Notes from a Friar: Sharing Our Charism

Franciscans all over the world continue to celebrate the “Grace of Our Origins.” St. Francis of Assisi received papal approval in 1209 for this way of living the gospel. Years ago, during our 800th anniversary year, Franciscans actively worked to recapture the grace that moved powerfully within Francis.

In this season of gratitude, we recommit ourselves to working with the amazing grace that moved in Francis. The Franciscan charism is so rich that no one group captures it all. 

The Franciscan family is made up of many different groups. (We joke that one of the things that God does not know is how many different kinds of Franciscans there are!) We are Friars Minor, Conventuals, Capuchins, Poor Clares, Secular Franciscans, Third Order men and women religious. And there are many people who are not officially Franciscan but who love Francis and live in his spirit.

The Franciscan life is not something that one person can do alone; it is about being in relationship, being a brother or sister, all because of the gospel!

As St. Paul says, we are in “partnership for the gospel” (verse 5). At the core of the charism, for all of us, is a sense of fraternity, a sense of being related to and connected with everyone and everything. In his Canticle of the Creatures, Francis celebrates that:

The sun is our brother; the moon is our sister; even death is a sister! In an early Franciscan writing, Francis was asked to describe the “perfect friar.” He couldn’t do it. No one friar had all the gifts; the perfect friar was a combination of the love of poverty of Bernard, the simplicity of Leo, the prayer of Rufino, the patience of Juniper and so on. It was not just one brother alone; it takes a community, with each sharing himself and his gifts, and sharing life together. And that makes us very grateful people!

Friar Roger Lopez comments on what the future of religious orders and religious life in America will be, especially for Franciscans, the Order of Friars Minor.

St. Paul had the same sense of connection as Francis did. And it is something for which Paul was immensely grateful. It isn’t simply all about him and what he did, all by himself.

At the beginning of the Letter to the Philippians (1:3-11), Paul expresses profound gratitude to God for those with whom he shared a “partnership for the gospel” (verse 5). Writing from prison, he prays for his friends and co-workers.

Remembering them and all that they shared in proclaiming the gospel brings Paul a deep joy. He senses that these brothers and sisters have been “partners with [him] in grace” (verse 7).

Thus, Paul prays that the Philippians may learn to discern what is of real value (verse 10), namely, that their love, that sense of working together to spread the Good News of Jesus Christ, may continue to grow in them. I was recently at a meeting of friars who are the local ministers in our various communities, and this passage was the reading for the daily Eucharist. I had the privilege of preaching.

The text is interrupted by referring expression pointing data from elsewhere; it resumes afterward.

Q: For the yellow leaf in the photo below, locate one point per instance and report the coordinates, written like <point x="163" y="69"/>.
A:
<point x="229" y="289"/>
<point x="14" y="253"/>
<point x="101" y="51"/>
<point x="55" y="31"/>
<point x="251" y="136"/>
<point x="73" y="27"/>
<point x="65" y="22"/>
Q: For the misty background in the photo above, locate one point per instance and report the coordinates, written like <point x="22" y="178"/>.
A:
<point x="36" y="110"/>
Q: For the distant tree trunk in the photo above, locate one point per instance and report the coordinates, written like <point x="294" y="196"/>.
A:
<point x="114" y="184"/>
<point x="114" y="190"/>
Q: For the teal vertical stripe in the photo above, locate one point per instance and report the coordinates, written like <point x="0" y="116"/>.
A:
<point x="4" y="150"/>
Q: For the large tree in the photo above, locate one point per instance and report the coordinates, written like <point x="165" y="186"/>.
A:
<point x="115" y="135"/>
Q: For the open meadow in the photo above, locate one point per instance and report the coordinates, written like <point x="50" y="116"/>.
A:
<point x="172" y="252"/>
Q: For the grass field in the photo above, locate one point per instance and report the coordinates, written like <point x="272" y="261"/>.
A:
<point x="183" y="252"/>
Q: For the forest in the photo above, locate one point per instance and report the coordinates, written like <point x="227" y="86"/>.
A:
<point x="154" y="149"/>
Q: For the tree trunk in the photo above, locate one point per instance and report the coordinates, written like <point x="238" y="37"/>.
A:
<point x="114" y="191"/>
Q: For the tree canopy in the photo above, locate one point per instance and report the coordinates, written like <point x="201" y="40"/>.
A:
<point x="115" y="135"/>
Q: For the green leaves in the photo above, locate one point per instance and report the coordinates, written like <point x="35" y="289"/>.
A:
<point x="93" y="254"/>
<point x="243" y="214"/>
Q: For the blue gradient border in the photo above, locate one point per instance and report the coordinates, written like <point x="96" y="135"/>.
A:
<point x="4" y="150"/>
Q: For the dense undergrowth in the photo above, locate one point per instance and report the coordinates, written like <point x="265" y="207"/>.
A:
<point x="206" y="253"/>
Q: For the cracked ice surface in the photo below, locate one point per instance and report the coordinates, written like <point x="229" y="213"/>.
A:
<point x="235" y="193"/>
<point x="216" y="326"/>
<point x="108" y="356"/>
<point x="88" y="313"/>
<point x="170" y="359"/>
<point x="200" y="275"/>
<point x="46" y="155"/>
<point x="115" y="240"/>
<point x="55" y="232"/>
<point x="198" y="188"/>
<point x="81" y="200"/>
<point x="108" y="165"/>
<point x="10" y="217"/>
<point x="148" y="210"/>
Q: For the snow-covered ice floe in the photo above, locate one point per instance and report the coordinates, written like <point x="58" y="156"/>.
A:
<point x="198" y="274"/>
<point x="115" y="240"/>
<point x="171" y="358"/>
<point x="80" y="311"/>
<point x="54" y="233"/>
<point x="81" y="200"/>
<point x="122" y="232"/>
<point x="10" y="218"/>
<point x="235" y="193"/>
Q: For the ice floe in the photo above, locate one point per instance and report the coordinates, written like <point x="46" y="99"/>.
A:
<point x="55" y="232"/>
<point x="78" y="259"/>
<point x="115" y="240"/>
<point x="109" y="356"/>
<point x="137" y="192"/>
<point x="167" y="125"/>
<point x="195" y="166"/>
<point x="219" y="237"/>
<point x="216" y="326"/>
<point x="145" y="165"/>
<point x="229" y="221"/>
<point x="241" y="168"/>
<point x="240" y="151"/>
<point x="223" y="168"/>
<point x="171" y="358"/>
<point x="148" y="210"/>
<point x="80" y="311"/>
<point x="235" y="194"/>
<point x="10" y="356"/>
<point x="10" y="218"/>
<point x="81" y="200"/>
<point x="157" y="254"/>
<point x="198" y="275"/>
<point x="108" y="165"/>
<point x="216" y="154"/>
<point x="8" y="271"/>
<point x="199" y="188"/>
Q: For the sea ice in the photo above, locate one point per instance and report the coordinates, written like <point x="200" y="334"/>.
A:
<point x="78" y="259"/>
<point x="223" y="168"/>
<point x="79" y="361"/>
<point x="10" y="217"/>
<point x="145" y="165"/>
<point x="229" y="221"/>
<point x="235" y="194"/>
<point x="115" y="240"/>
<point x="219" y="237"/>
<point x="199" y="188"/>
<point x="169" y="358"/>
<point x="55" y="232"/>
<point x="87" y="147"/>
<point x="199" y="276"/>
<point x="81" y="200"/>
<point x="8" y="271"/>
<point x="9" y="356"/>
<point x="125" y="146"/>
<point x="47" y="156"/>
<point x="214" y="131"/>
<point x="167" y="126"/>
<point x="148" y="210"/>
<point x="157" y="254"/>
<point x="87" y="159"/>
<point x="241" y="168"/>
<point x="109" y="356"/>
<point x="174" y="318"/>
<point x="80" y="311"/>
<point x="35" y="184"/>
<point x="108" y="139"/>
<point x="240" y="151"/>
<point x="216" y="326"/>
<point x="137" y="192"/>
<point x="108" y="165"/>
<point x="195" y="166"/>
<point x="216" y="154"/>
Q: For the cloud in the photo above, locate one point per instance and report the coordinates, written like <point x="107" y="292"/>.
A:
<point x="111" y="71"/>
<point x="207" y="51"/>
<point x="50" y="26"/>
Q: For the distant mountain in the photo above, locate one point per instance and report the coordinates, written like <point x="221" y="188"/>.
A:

I acknowledged the various gifts I had experienced during the meeting: the courage of Robert, the vulnerability of Jerry, the creativity of Don, the wisdom of Nick. I was proud, and grateful, to be partnered with these men, for the sake of the gospel.

This is not just a Franciscan thing; it is a gospel thing! We are all partners in grace, partners for the gospel. For this, we should be grateful!